Comment by In Colorado
2007-11-30 13:01:41

We could cut a deal with the oil sheiks. We’ll leave if you buy every GI a house in the US.

 
 
 
 
Comment by Darrell_in_PHX
2007-11-30 07:06:41

Wouldn’t this violate the MBS agreements and force servicers to buy back loans?

 
Comment by Devildog
2007-11-30 07:26:54

I think this will have minimal impact as it will only affect a small portion of the toxic loans out there. Banks can only adjust the terms on loans they originated and control - basically what they got stuck with in the SIVs before they could dump them on some poor unsuspecting schmuck. But I don’t believe they can adjust any of the terms on the junk sold on wall street, heck the investors are having a hard time even proving in court that they hold title on properties they are trying to repo.
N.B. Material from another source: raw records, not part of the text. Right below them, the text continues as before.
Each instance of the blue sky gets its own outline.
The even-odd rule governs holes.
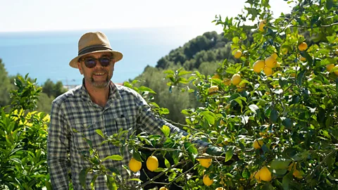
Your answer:
[[[270,0],[275,16],[288,13],[283,0]],[[0,0],[1,32],[58,31],[192,26],[216,30],[215,15],[233,17],[244,0]]]

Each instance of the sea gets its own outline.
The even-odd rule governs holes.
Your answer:
[[[68,63],[77,55],[80,37],[92,31],[104,32],[113,49],[123,54],[112,78],[116,83],[133,80],[171,50],[208,32],[192,27],[168,27],[0,32],[0,58],[8,75],[28,74],[39,85],[47,79],[67,86],[78,85],[82,75]]]

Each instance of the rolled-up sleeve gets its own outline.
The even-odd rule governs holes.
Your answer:
[[[68,189],[69,130],[59,104],[53,102],[48,129],[47,163],[53,189]]]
Am I wrong on this? To me it just looks like an attempt to save the bacon of the big national banks who are likely to go under if they can’t resolve their SIV dilema quickly.

 
 
Comment by txchick57
Comment by wmbz
2007-11-30 04:39:10

I’m sure Beck has PO’d liberals everywhere, of course that’s what he’s hoping to do. They get their panties in a wad and he gets lots of free advertisement. It is a funny picture.

Comment by Desertdweller
2007-11-30 12:21:15

But of course, Beck is not really speaking of the real California, but only the Republican myth of California. Realities are often too complex for such simplistic, stereotyping minds like Beck’s to deal with.

 
 
Comment by AZ-IT
2007-11-30 04:41:34

Looks like the street is mighty happy about the rate cut…

Any thoughts txchick57?

Comment by txchick57
2007-11-30 05:35:36

1486 ES. It broke down at 1490 so I’ll be buying a few more puts this morning.

 
 
 
Comment by wmbz
2007-11-30 04:36:43

From yesterdays Dailyreckoning… How can you verify this transaction? There is so much going on behind the scenes that is not being reported.

http://www.dailyreckoning.com/
“But…we live in the 21st century. All financial losses are socialized. The only question right now is how this one will be managed.

“We have some clue with the fact that the Atlanta Federal Home Loan Bank has loaned - get this - $51 billion to Countrywide Financial… (NYSE:CFC) since September 30th. I’m not kidding. California is not in Atlanta, in case you were wondering.

 
Comment by AZ-IT
2007-11-30 04:39:07

Strange day – Cramer gets a clue (and watch the linked video – he’s actually normal…)
http://www.economyincrisis.org/articles/show/1168

And I really can’t believe Nouriel Roubini wrote this – I usually like his analysis, but what the heck????
http://www.rgemonitor.com/blog/roubini

 
Comment by arlingtonva
2007-11-30 05:04:17

Donald Kohn said, “But these people are still bearing the costs of their decisions and we should not hold the economy hostage to teach a small segment of the population a lesson. ”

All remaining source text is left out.